California Just Made It Legal to Build Taller Apartments Near Transit Stops and It Could Add a Million New Homes

Housing shortages and rising rents have pushed cities across the U.S. to rethink zoning near bus and rail lines. In California, lawmakers on June 30, 2025 approved a major update to state transit-oriented housing rules that could allow significantly taller apartment buildings near transit stops.

California approved a major transit housing expansion

Stephen Leonardi/Pexels
Stephen Leonardi/Pexels

The California Legislature sent AB 130 and SB 131 to Gov. Gavin Newsom on June 30, 2025 as part of the state budget package, and the measures expanded the reach of an existing law known as AB 2097, according to legislative summaries and bill text released that day. The changes let multifamily housing in some transit-rich areas rise above prior local limits when projects meet state standards.

One of the biggest changes is height. In qualifying areas near rail stations and major bus corridors, residential projects can reach as high as 75 feet, or about 7 stories, under the new rules described in the budget legislation. Lawmakers and housing advocates said the update could unlock around 1 million homes statewide, a figure cited during Sacramento negotiations by pro-housing groups including California YIMBY.

The state action did not rezone every parcel in California overnight. What it did do was create a broader legal path for cities and developers to approve denser apartment buildings near transit, while limiting how much local rules can block those projects in covered areas.

What this means in Los Angeles, San Diego, and the Bay Area

Edwin Flores/Pexels
Edwin Flores/Pexels

The biggest effects are expected in places that already have extensive transit networks, including Los Angeles, San Diego, San Jose, Oakland, and San Francisco. Those regions have large numbers of parcels within walking distance of rail stations and high-frequency bus routes, according to California transit maps and local planning data used by housing researchers.

What is confirmed is the legal change at the state level. What is not yet known is exactly how many city blocks, neighborhoods, or individual lots will see new proposals first, because no statewide parcel-by-parcel rollout list has been released by the California Department of Housing and Community Development.

Local rules still matter in several areas. Projects must continue to meet building code, environmental review where required, and safety standards, and cities still control many design and permitting details. That means the law can widen what is legal near transit in California without guaranteeing that cranes, permits, or groundbreakings will appear immediately in every city.

Why California is doing this and what residents should expect

D Goug/Pexels
D Goug/Pexels

California has been trying for years to close a housing deficit that state officials have measured in the millions. Gov. Newsom’s administration has repeatedly set a goal of 2.5 million new homes by 2030, and state lawmakers have tied that push to high housing costs, long commutes, and low vacancy rates in major metro areas.

Supporters said taller housing near transit addresses two problems at once: limited home supply and transportation access.
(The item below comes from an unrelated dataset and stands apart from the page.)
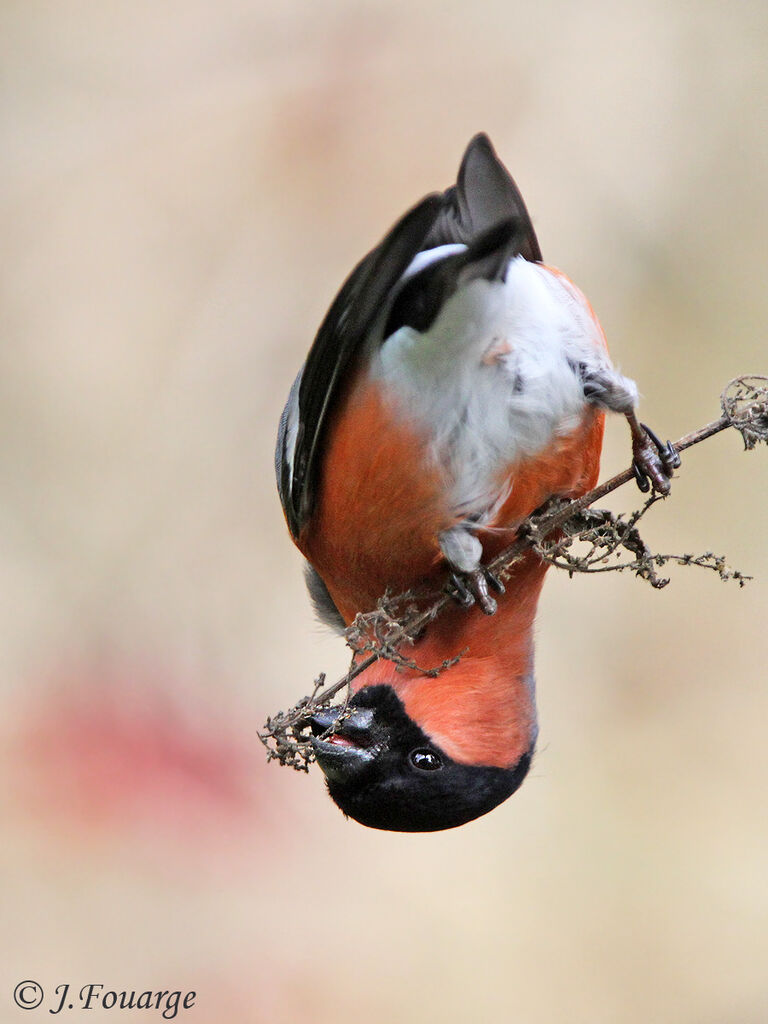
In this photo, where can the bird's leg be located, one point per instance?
(469, 581)
(652, 462)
California YIMBY and other backers argued during the 2025 budget process that allowing more homes near trains and frequent buses can lower development barriers in places where demand is already concentrated.
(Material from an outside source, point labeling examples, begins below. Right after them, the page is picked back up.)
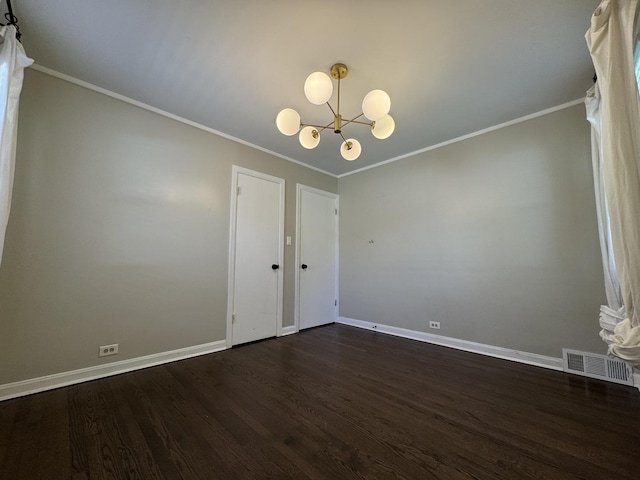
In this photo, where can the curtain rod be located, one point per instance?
(12, 19)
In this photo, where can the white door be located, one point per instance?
(255, 266)
(316, 259)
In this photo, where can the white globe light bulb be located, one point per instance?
(384, 127)
(318, 88)
(350, 149)
(376, 104)
(309, 137)
(288, 122)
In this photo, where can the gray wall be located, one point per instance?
(495, 237)
(119, 231)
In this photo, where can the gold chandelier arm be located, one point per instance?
(321, 127)
(354, 120)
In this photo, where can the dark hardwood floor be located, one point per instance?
(333, 402)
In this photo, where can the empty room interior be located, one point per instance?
(320, 240)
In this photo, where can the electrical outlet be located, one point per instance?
(107, 350)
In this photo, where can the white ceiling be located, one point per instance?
(451, 67)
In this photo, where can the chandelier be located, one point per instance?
(318, 88)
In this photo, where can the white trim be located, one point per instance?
(336, 198)
(49, 382)
(235, 171)
(164, 113)
(291, 329)
(488, 350)
(541, 113)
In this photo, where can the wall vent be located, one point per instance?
(597, 366)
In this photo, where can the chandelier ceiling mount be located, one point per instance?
(318, 88)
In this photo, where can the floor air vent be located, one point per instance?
(597, 366)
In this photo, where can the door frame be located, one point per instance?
(235, 172)
(299, 189)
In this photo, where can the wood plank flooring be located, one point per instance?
(334, 402)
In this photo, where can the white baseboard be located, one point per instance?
(49, 382)
(291, 329)
(552, 363)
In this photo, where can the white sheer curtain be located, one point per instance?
(13, 61)
(613, 106)
(614, 312)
For residents, the short-term change is mostly legal, not physical. In the coming months, planners, developers, and city officials will sort out how the June 30, 2025 law applies on specific sites, and some neighborhoods may see new apartment proposals that would not have penciled out under earlier height caps. State housing policy in California continues to move toward denser building near transit, according to the final budget package approved in Sacramento.